So when I hear them—those fat, self-important ministers and camp leaders—talking before I even round the corner, the shift inside me is immediate.

The fire in my veins goes from slow simmer to blistering boil.

“Business as usual for our most prestigious Lord of Fire?” a nasal voice sneers.

“That’s Gorran Flint,” Xavier murmurs quietly at my shoulder. “Representative from the Northern Pits.”

I hold up a hand to silence him.

“I hear he rushed back from the Vein simply to bed his female,” another minister says, amused contempt dripping from every syllable.

“Aye,” a third voice adds. “Who knew the Two-Face would turn lap dog for a woman?”

Laughter.
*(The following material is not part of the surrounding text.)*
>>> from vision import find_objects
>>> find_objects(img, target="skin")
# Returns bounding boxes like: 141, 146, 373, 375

Dry and ugly, crackling like old bones.

My vision goes white at the edges.

They speak of me like I am not within earshot—fools—but it is the mention of my Shula that incinerates the last of my patience.

Fire hisses along my fingertips. The torches along the wall flare in sympathetic anger.

I step into the doorway.

“If you are going to talk about me in my own castle,” I snarl, my voice rolling through the chamber like thunder, “perhaps you should close the door.”

They whirl toward me. Eyes wide. Faces draining of color.

I walk forward, slow and deliberate, long coat whispering around my boots. The Great Flame at the center of the throne room throws my shadow huge against the walls.

“I might forgive that,” I continue, heat rising with every step. “Gossip is a pathetic habit—but not a crime.”

I let the fire crawl higher along my hands, licking up my forearms, lighting the magma-veined sigils etched into my skin.

“But you had to mention my viyella.”

I stop at the base of the dais, looking down at them from the first step. My eyes burn, the bone-mask itching under the surface of my skin.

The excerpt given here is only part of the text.